Solution:

To find the number of 3 element subsets of the set {1, 2, 3, .... , 19, 20} such that the product of the 3 numbers in the subset is divisible by 4, we need to consider two cases:

Case 1: The subset contains at least two even numbers.

In this case, we have two subcases:

Subcase 1: The subset contains two even numbers and one odd number.

We can choose two even numbers in (10C2) ways and one odd number in 10C1 ways (since there are 10 odd numbers in the set). Therefore, the total number of 3 element subsets in this subcase is (10C2) x 10C1.

Subcase 2: The subset contains three even numbers.

We can choose three even numbers in 10C3 ways.

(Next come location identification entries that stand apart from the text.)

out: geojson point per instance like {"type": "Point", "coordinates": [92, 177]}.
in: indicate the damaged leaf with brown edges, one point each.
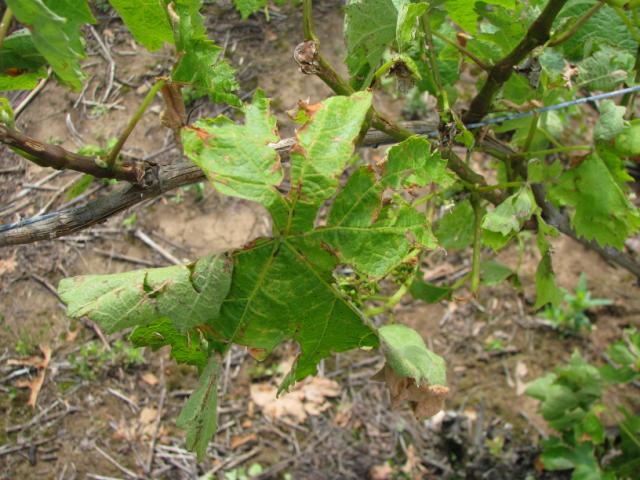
{"type": "Point", "coordinates": [189, 295]}
{"type": "Point", "coordinates": [413, 373]}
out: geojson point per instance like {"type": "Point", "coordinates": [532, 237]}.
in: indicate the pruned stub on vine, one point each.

Therefore, the total number of 3 element subsets in this subcase is 10C3.

Case 2: The subset contains exactly one even number.

In this case, we have two subcases:

Subcase 1: The subset contains one even number and two odd numbers that are not multiples of 4.

We can choose one even number in 10C1 ways and two odd numbers that are not multiples of 4 in (5C2 x 9C2) ways (since there are 5 odd numbers that are not multiples of 4 and 9 even numbers that are not multiples of 4). Therefore, the total number of 3 element subsets in this subcase is 10C1 x (5C2 x 9C2).

Subcase 2: The subset contains one even number and two odd numbers that are multiples of 4.

We can choose one even number in 10C1 ways and two odd numbers that are multiples of 4 in (2C2 x 5C2) ways (since there are 2 odd numbers that are multiples of 4 and 5 even numbers that are multiples of 4). Therefore, the total number of 3 element subsets in this subcase is 10C1 x (2C2 x 5C2).

Therefore, the total number of 3 element subsets of the set {1, 2, 3, .... , 19, 20} such that the product of the 3 numbers in the subset is divisible by 4 is:

(10C2) x 10C1 + 10C3 + 10C1 x (5C2 x 9C2) + 10C1 x (2C2 x 5C2)
= 45 x 10 x 10 + 120 + 10 x 10 x 36 x 28 + 10 x 1 x 10
= 795

Hence, the correct answer is option D.